President Joe Biden said on July 27 that his administration is considering mandating that all federal workers get the COVID-19 vaccine.
“That’s under consideration right now,” Biden said when asked if federal employees should be required to get vaccinated.
Biden was in McLean, Virginia, to address members of the intelligence community.
Biden also blamed people who are unvaccinated for fueling the pandemic, in response to a question about whether the Centers for Disease Control and Prevention’s (CDC) new mask guidance has sowed confusion.
“We have a pandemic because of the unvaccinated, and they’re sowing enormous confusion,” Biden said. “And there’s only one thing we know for sure, if those other 100 million people got vaccinated, we’d be in a very different world. So get vaccinated. If you haven’t, you’re not nearly as smart as I said you were.”
The Department of Veterans Affairs says it is invoking a vaccination mandate on its employees, becoming the first federal agency to do so, with Veterans Affairs Secretary Denis McDonough stating that it was “because it’s the best way to keep Veterans safe, especially as the Delta Variant spreads across the country.”
California and New York City stated they would also require their government workers to get vaccinated or be tested on a weekly basis.
Opponents of mandatory vaccination say that all three COVID-19 vaccines offered in the United States are only granted emergency use authorization (EUA) and are still waiting to receive full approval from the Food and Drug Administration (FDA) pending the safety and efficacy results of the ongoing phase three trials.
As early as October 2020, Dr.
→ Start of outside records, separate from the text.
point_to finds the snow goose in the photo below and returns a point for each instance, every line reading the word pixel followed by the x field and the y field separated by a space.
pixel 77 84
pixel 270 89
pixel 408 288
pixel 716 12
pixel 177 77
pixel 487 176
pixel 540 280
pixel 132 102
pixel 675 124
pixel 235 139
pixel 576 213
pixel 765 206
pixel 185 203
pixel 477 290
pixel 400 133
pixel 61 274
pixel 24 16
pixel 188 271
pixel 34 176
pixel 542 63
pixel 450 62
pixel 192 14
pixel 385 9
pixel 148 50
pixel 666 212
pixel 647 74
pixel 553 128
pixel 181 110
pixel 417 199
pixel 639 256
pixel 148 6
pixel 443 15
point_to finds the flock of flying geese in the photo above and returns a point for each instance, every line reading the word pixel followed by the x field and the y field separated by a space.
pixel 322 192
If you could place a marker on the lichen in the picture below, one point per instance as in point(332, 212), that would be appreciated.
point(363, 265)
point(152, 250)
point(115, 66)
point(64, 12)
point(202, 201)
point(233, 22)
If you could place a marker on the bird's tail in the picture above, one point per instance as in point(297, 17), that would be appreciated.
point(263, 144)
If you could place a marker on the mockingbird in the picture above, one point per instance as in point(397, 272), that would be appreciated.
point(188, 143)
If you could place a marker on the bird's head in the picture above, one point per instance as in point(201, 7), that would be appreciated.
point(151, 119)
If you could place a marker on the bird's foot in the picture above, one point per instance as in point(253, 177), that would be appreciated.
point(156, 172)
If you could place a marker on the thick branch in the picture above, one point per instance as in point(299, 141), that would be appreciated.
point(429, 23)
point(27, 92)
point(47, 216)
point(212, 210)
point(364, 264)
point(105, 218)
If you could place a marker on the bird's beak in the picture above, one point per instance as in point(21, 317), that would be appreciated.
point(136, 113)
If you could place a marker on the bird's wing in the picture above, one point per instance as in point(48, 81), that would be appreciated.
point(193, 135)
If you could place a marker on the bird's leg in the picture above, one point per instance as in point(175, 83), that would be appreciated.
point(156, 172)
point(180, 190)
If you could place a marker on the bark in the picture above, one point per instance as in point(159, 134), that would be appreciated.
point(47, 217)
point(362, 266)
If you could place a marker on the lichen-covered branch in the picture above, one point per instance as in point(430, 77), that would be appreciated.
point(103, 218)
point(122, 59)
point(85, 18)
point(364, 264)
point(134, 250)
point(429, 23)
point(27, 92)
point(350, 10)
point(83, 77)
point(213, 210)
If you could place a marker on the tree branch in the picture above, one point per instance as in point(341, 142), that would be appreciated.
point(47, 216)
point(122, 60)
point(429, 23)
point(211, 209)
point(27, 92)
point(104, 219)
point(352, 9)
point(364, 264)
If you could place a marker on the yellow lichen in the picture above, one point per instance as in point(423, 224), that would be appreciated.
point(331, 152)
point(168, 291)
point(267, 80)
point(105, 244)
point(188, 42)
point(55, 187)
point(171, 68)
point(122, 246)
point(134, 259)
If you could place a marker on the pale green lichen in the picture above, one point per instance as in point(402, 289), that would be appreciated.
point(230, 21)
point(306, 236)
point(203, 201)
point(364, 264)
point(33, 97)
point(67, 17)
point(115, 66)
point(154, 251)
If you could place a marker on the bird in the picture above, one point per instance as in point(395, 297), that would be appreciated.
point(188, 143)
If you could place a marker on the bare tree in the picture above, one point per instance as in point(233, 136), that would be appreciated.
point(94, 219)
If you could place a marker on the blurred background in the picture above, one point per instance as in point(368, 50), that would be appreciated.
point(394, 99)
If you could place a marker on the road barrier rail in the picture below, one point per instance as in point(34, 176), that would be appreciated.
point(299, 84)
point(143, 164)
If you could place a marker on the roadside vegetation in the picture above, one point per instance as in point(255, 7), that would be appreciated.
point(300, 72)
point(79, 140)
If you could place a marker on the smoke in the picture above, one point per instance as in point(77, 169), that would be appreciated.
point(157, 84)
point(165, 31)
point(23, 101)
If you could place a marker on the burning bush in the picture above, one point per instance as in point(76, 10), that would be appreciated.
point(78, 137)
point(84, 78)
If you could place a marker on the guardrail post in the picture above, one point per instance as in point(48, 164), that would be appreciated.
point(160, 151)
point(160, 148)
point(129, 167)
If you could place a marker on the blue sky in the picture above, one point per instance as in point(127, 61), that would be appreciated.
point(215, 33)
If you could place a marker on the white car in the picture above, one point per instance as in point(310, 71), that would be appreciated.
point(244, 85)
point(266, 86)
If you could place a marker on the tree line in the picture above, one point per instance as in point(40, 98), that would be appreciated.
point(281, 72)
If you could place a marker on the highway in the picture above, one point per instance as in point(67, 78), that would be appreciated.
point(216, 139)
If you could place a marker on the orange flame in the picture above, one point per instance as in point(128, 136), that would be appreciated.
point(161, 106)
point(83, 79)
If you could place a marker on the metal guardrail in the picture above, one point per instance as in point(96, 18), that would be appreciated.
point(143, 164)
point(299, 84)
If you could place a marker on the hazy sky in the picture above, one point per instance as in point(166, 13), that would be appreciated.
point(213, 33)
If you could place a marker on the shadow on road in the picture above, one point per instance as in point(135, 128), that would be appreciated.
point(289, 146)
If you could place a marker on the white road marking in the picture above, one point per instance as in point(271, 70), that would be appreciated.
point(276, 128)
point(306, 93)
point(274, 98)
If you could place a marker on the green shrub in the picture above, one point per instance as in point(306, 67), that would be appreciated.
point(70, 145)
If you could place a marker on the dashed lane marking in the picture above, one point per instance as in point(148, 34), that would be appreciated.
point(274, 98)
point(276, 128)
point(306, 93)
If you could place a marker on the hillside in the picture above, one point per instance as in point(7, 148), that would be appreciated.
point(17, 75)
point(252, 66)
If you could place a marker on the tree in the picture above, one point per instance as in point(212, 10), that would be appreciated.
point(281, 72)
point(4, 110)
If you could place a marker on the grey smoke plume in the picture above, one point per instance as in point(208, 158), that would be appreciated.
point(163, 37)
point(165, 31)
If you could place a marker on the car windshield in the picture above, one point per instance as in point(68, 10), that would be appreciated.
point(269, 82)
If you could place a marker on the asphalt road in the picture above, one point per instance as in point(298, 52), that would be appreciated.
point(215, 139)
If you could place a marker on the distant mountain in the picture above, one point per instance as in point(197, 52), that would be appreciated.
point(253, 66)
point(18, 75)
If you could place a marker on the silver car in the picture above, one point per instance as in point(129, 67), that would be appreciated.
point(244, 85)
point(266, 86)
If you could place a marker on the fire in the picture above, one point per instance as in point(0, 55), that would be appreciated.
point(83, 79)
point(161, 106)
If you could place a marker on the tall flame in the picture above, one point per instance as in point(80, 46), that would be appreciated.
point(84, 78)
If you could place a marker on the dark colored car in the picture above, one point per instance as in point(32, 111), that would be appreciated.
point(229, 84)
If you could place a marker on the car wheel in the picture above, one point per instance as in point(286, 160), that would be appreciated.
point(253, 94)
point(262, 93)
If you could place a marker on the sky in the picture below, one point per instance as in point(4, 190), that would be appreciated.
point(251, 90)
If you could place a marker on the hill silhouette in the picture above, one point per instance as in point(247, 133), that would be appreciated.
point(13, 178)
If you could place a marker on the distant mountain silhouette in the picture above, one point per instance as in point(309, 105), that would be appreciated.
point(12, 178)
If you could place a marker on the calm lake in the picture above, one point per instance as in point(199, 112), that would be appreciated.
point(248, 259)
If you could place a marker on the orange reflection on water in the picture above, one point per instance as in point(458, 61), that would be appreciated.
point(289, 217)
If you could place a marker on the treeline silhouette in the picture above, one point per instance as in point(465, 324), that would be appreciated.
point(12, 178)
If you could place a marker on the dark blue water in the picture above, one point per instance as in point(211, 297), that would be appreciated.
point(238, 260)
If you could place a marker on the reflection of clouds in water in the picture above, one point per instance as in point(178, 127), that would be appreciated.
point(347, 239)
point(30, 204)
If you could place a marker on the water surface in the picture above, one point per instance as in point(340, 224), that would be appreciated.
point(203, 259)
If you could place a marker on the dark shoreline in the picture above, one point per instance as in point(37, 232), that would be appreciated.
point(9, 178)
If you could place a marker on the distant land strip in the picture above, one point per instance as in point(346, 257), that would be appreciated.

Amanda Cohn, executive secretary of the CDC’s vaccine safety committee, said the federal government can’t force people to receive a vaccine under an EUA.
“I want to thank Dr. [Janell] Routh for her great presentation and clarify one point, which is just for the public record that the federal government cannot mandate vaccines,” Cohn said at the Vaccines and Related Biological Products Advisory Committee meeting (pdf).
“Organizations, such as hospitals, with licensed products do have the capability of asking their workers to get the vaccine. But in the setting of an EUA, patients and individuals will have the right to refuse the vaccine.”
The FDA also said in November 2020 that people “have the option to accept or refuse the vaccine, and of any available alternatives to the product” after being informed of the benefits and risks, and that the vaccines aren’t FDA-approved.
Under the emergency authorization, vaccine manufacturers aren’t held liable for any injury, including death, that their COVID-19 vaccine may cause. A person or a representative of an individual who has been seriously injured has a year after receiving a vaccine to file a claim and prove his or her injury with a federal government program called the Countermeasures Injury Compensation Program.